The present invention generally concerns, and essentially has as its purpose, a process for purification of a gas, in particular a natural gas containing C1 to C5 hydrocarbons and heavier, in order to eliminate sulphur compounds of the volatile mercaptan type without gas adsorption or cryogenic expansion processes, for example in a turbo-expander. It also concerns the products obtained by implementation of this process and an installation for application of the process.
It is known that a gaseous fluid, effluent of a natural gas reservoir, generally contains substances of nauseous odour formed mainly from mercaptans such as, for example:
methyl mercaptan or methanethiol, chemical formula CH4S, which is highly volatile and boils at 5.9xc2x0 C.,
ethyl mercaptan or ethanethiol, chemical formula C2H6S which is less volatile and boils at 35xc2x0 C.,
propanethiols including, in particular, isopropyl mercaptan and n-propyl mercaptan, and
increasingly heavy mercaptans which are therefore less and less volatile.
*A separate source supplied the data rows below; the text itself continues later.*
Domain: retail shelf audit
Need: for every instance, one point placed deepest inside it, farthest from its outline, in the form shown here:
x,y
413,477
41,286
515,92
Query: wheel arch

The presence of mercaptans in natural gas extracted from a reservoir presents the following disadvantages for a natural gas: firstly a nauseous odour, secondly high toxicity, and finally, the presence of impurities likely to be decomposed into hydrogen sulphide and disulphide and therefore corrosive, especially for the pipes transporting such a fluid.
A known technical problem is how to obtain, from the effluent of a natural gas reservoir, on the one hand natural gas in which the level of mercaptans has been reduced to 10 parts per million so that it can be used in accordance with commercial specifications for its transportation by gas pipeline to the customer or distributor and, on the other hand, recovery products made up, in particular, of stabilized gasoline consisting of C5 hydrocarbons and heavier.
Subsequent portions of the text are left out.